Não consta que José Régio fosse homossexual no sentido mais amplo da palavra (não nos referimos aqui às teorias do género que, na altura, nem existiam nem se presumia que pudessem existir), mas é verdade que sempre manifestou uma grande abertura ao problema da homossexualidade. Foi ele o primeiro que, depois de Fernando Pessoa, assumiu, por escrito, a defesa da poesia (homossexual) de António Botto, no livro António Botto e o Amor. A sua obra está cheia de alusões à homossexualidade (veja-se, no livro Fado, o poema "Fado do amor sem nome") e a sua vida de escritor foi uma constante luta entre a virtude e a vício, entre a norma e a transgressão, entre o Bem e o Mal, entre Deus e o Diabo. Talvez, por isso, o seu último livro chama-se Confissão dum Homem Religioso (1971, publicação póstuma).

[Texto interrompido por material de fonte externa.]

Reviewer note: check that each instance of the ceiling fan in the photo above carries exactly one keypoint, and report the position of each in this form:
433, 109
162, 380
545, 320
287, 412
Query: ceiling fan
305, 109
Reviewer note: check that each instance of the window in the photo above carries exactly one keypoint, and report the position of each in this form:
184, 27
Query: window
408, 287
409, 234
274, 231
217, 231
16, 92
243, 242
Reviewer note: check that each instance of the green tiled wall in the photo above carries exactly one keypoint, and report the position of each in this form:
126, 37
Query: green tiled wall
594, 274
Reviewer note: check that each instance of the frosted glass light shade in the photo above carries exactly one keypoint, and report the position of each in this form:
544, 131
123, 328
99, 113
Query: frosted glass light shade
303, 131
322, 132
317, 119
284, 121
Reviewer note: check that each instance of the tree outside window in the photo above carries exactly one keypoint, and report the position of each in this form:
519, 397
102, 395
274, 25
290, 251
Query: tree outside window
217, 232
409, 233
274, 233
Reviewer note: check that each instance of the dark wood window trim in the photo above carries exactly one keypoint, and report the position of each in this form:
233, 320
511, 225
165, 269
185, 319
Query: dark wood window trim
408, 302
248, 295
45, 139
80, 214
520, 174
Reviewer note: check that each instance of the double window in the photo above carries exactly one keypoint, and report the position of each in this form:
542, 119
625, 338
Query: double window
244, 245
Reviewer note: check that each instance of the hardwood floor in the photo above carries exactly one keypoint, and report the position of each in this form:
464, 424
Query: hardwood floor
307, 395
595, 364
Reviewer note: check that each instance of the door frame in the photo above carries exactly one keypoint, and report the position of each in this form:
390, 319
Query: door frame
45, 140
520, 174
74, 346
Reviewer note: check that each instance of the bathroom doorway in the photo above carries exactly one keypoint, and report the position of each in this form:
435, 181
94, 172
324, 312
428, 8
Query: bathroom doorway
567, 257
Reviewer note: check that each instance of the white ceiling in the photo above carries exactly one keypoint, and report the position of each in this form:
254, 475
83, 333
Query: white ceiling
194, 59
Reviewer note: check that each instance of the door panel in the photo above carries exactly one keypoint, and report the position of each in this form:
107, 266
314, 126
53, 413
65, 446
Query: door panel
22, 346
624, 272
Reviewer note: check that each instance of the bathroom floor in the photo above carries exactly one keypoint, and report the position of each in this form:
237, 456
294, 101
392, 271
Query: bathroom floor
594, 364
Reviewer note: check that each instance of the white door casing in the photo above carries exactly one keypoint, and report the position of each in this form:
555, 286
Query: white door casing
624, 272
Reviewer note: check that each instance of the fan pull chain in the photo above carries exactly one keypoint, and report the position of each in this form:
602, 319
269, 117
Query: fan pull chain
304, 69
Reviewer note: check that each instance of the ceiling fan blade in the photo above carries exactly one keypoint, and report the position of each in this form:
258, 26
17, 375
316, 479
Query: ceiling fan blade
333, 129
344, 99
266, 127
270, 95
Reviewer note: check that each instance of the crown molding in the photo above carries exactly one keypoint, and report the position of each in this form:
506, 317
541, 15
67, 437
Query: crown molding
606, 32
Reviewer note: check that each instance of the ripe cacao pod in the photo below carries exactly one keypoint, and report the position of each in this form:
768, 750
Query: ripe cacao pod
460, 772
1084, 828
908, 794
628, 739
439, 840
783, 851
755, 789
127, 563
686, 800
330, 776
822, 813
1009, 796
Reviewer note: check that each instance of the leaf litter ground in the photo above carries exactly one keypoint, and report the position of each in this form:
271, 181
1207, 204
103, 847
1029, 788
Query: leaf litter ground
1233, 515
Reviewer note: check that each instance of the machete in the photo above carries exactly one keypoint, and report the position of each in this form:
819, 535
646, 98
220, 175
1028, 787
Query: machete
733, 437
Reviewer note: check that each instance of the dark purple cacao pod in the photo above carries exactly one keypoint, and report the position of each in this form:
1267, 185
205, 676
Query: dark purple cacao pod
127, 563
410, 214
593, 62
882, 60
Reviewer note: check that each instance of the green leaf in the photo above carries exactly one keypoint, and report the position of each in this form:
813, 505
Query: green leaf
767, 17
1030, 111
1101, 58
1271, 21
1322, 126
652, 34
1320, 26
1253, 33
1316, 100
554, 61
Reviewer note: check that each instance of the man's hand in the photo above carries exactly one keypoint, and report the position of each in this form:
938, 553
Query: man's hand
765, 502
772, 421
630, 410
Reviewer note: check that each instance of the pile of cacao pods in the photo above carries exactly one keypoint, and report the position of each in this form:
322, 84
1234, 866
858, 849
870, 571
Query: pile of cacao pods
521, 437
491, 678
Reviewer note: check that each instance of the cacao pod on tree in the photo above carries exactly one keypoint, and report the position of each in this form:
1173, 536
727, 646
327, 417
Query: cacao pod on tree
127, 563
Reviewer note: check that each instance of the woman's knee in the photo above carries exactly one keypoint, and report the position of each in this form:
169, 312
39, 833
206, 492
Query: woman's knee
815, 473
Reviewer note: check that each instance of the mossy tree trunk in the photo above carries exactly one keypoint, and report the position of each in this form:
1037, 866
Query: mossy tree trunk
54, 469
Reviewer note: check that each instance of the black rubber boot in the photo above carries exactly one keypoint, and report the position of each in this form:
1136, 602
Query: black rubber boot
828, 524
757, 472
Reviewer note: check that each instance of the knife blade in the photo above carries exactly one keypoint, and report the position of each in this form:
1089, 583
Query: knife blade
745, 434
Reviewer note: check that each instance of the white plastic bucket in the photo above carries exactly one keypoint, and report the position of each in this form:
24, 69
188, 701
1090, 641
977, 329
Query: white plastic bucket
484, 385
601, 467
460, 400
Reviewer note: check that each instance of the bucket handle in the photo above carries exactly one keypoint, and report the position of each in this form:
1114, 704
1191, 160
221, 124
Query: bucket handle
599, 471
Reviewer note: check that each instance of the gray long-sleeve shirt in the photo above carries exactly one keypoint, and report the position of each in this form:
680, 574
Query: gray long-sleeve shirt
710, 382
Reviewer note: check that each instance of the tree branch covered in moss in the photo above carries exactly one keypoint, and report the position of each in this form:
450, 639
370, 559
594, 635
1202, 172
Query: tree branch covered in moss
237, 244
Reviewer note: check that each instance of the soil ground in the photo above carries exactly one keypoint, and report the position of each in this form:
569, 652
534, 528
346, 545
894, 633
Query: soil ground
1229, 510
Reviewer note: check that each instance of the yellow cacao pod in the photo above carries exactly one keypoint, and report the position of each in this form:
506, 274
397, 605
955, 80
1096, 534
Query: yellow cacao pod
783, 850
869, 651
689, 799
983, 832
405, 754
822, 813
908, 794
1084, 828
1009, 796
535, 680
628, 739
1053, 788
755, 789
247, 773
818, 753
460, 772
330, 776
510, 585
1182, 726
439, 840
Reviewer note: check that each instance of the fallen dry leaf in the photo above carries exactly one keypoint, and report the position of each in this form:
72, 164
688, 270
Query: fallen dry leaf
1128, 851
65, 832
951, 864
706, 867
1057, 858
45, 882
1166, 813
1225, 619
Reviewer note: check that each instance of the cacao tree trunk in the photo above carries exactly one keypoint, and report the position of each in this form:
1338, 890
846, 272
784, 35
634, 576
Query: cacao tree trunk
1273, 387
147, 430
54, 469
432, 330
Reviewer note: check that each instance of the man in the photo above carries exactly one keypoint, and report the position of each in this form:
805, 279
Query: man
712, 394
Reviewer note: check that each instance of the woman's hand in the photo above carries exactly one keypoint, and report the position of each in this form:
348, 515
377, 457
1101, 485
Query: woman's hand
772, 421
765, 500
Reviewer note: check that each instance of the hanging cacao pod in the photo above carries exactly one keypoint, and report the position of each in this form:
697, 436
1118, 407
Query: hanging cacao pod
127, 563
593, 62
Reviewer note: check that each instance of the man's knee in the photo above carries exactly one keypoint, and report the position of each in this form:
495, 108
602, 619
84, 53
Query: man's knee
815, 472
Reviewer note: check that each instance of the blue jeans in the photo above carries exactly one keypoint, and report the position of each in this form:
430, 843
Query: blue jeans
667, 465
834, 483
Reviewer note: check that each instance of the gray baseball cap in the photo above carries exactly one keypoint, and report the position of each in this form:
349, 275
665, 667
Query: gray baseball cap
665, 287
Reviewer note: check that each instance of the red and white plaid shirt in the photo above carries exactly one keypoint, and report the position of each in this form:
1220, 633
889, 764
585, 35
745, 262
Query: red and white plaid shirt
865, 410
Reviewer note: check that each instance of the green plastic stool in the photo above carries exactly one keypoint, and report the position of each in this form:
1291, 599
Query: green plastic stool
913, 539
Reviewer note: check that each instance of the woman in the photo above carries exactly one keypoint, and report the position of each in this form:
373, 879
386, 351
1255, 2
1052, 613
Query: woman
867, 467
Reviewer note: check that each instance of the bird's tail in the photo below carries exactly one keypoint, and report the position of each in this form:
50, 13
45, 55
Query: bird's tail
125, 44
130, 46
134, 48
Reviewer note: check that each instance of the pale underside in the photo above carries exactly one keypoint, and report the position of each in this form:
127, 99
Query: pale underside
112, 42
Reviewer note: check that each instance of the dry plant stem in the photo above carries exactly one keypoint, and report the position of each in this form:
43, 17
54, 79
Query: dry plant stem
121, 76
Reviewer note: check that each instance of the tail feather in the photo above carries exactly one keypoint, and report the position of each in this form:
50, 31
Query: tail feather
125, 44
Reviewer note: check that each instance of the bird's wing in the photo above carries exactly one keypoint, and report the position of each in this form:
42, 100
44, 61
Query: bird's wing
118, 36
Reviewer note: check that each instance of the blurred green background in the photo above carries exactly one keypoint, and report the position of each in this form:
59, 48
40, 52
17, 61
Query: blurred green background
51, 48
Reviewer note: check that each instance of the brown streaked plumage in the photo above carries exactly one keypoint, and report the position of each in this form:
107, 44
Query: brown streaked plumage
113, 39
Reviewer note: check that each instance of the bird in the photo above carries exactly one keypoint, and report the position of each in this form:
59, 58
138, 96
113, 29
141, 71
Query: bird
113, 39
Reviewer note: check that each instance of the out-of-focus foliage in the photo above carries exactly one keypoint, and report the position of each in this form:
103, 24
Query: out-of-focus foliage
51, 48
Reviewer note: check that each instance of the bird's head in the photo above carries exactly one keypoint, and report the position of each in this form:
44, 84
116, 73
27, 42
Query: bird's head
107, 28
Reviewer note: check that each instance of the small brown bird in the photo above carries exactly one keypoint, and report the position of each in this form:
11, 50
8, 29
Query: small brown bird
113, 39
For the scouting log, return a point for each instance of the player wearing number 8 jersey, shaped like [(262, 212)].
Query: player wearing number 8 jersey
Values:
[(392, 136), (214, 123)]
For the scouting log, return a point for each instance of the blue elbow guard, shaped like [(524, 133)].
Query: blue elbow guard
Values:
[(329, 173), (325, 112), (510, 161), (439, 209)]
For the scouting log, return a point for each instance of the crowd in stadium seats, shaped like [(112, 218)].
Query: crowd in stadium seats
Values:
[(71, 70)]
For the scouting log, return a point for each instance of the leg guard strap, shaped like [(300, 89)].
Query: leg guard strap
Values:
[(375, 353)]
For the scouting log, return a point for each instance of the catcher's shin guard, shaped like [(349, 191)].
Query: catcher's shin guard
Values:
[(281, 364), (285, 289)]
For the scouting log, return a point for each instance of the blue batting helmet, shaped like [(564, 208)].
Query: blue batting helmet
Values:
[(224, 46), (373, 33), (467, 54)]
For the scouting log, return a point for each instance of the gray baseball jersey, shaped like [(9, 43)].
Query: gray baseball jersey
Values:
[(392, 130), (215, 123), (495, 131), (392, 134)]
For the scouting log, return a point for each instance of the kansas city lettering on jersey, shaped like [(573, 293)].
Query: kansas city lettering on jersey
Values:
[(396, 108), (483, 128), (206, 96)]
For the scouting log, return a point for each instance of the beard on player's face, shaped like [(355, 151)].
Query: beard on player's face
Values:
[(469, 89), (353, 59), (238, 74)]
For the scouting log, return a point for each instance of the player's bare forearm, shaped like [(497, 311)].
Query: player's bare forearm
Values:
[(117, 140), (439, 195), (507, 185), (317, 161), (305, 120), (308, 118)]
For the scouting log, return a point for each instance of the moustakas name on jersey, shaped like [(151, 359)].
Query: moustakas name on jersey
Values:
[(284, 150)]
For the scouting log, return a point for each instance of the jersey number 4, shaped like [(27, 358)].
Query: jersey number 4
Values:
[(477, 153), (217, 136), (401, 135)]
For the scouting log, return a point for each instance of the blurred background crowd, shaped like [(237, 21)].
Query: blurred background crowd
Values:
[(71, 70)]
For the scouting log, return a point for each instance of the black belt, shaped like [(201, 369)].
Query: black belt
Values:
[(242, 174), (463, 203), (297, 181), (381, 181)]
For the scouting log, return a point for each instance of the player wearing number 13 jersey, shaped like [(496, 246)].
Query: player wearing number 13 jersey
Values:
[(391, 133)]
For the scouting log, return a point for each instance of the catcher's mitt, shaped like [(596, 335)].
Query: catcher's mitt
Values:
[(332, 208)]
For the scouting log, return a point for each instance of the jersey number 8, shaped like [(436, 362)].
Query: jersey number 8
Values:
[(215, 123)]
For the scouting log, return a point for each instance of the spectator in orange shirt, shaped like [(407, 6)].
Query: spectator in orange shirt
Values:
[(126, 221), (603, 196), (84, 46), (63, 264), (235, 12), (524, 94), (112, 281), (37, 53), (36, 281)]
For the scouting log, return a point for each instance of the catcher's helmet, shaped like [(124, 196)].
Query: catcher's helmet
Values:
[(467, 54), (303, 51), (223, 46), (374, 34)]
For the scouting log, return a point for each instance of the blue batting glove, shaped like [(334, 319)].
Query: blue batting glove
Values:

Não se pode inferir do acima dito que Régio fosse homossexual praticante, mas sendo celibatário toda a vida, frequentou sempre ambientes masculinos, desde os alunos do liceu (então havia rigorosa separação de sexos) às tertúlias de café e às amizades literárias, incluindo os jovens milicianos intelectuais que faziam o serviço militar em Portalegre (por exemplo, David Mourão-Ferreira e Eugénio Lisboa, o que não significa que fossem homossexuais): o seu convívio habitual foi essencialmente um convívio com homens. Se, no caso de Fernando Pessoa, um homossexual de espírito (ou monossexual, como o classifica Richard Zenith), há quase a certeza de que não tenha tido qualquer comércio carnal com homens ou mulheres, no caso de José Régio é mais arriscado afirmar-se que o autor de Poemas de Deus e do Diabo tenha sido casto a vida inteira.

O romance Jogo da Cabra Cega, que a Censura se apressou a retirar do mercado, é uma profunda introspecção do ser humano, e também uma incursão na psicologia das profundidades. Num livro que se alonga por mais de 400 páginas, demasiado extenso pois o autor, talvez para melhor clarificar as suas ideias, repete várias vezes, segundo um ou outro ângulo, as suas observações, a homossexualidade é embrulhada em várias roupagens estéticas e reclama-se da autoridade de vultos consagrados.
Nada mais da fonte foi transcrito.